De Maeseneer et al, in their commentary on the aims of the NCD Alliance, agree that a fundamentally different approach is required for preventing and controlling NCDs but disagree that the vertical, disease-orientated approach advocated by the Alliance is the best way to approach the problem.6 They note that altering patient perceptions and behaviours are key aims in preventing and treating NCDs and that this process requires more than just access to medicines. They believe that it is necessary to empower patients, reduce barriers to healthy lifestyles and care that reflects the needs of individual patients and that this is best achieved by global investment in local primary healthcare.

And the outcome of the session at the WHA65? A target to reduce premature deaths due to NCDs by 25% by 2025 – this is a massive target (and an incredible achievement for the NCD Alliance).

Speaking personally, though, I was struck by the lack of any reference to the need for innovation in the approach to the prevention and control of NCDs. We know what the causes are, we know how to prevent NCDs and, as the Alliance has pointed out, medicines are available – but still their prevalence is increasing in countries with well-funded healthcare services and in countries without.

De Maeseneer et al, whose paper was published before WHO assembly, say that: ‘We must fundamentally rethink the way that we address complexity in health problems, in both developed and developing countries.’ And I agree with them.
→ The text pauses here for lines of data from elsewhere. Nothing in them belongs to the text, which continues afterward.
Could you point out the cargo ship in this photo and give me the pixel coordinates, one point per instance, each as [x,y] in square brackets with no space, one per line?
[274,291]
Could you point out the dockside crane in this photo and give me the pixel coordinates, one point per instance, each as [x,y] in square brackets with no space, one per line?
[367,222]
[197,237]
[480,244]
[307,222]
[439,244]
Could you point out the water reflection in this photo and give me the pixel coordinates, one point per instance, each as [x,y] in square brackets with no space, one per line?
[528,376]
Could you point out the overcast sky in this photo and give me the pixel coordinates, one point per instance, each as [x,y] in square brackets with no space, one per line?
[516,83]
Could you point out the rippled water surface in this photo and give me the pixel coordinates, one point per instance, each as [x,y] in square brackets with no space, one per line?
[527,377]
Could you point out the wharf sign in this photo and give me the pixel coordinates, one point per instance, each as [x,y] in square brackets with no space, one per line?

1. IDF, UICC, International Heart Federation. Time to act: The global emergency of non-communicable diseases (2009). Available at: http://www.world-heart-federation.org/fileadmin/user_upload/documents/Publications/Time%20to%20Act%20-%20High%20Res.pdf

2. UN News Center. UN launches global campaign to curb death toll from non-communicable diseases (19 September 2011). Available at: http://www.un.org/apps/news/story.asp?NewsID=39600&Cr=non+communicable+diseases

3. World Health Organization. World health statistics 2010 (2011). Available at: http://www.who.int/whosis/whostat/EN_WHS10_Full.pdf

4. World Health Organization. World health statistics 2012 (May 2012). Available at: http://www.who.int/gho/publications/world_health_statistics/EN_WHS2012_Brochure.pdf

5. World Health Organization. Sixty-fifth World Health Assembly: daily notes on proceedings. (Tuesday 22nd May, 2012). Available at: http://www.who.int/mediacentre/events/2012/wha65/journal/en/index4.html

6. De Maeseneer J, Roberts RG, Demarzo M et al. Tackling NCDs: a different approach is needed. Lancet 2012;379:1860–1. (Free registration.)